I know you all will call me as mad as a ****, for having built this DIY CO2 system.

My system consists of 4X 20 Liter, HDP jerry cans, each having its own 500ml trash traps and is parallel connected through individual flow valves to a central manifold with multiple outlets. The manifold and its outlets have a central stop-cock which can stop all outputs. Each outlet is connected to bubble counter with a flow valve and then to a different aquarium.

Each of the 4 HDP jerry cans are charged with 10 liters of yeast+sugar solution. This allows for a head room of 4X 10 liters= 40 Liters. I normally cut off the flow to my aquariums in the evening and restart it the next morning.
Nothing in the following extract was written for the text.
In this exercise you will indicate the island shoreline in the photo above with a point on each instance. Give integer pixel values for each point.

I am not using sugar only nor bread yeast. I am not using anything unusual either. All inputs are very commonly available in countryside markets and mostly home produced. That’s a different story from the mechanics of my foray into CO2 world.


----------



## John N. (Dec 11, 2005)

This sounds like a monster DIY CO2 system. Would love to see pictures of it. When you stop the flow of CO2 at night where does the pressure go?

-John N.


----------



## essabee (Oct 11, 2006)

John N. said:


> This sounds like a monster DIY CO2 system. Would love to see pictures of it. When you stop the flow of CO2 at night where does the pressure go?
> 
> -John N.


I used the usual leak finder, soap solution, and could no find any. I put a baloon at one end of the outlets, it inflated. I expect the pressure rises inside the system at night. I am looking for pressure gauge to add to the system to understand it better.

As for pictures, yes I will be posting them very soon, as soon I get rid of some glitches.

The system is taking all my observation at present. Building inline reactors for it. Fine tuning the solutions is a long process as I get a chance only once a week for charging. I am using the individual trash traps as individual bubble counter for each jerry can, and keeping data for comparision. Each jerry can has a cycle of 4 weeks, so that too is a time consuming process.

I will post a detailed post once everything is finally stabilised itself. For the present I have only posted to attract some advice that I may need.


----------



## kiwik (Apr 3, 2007)

pictures? im curious.


----------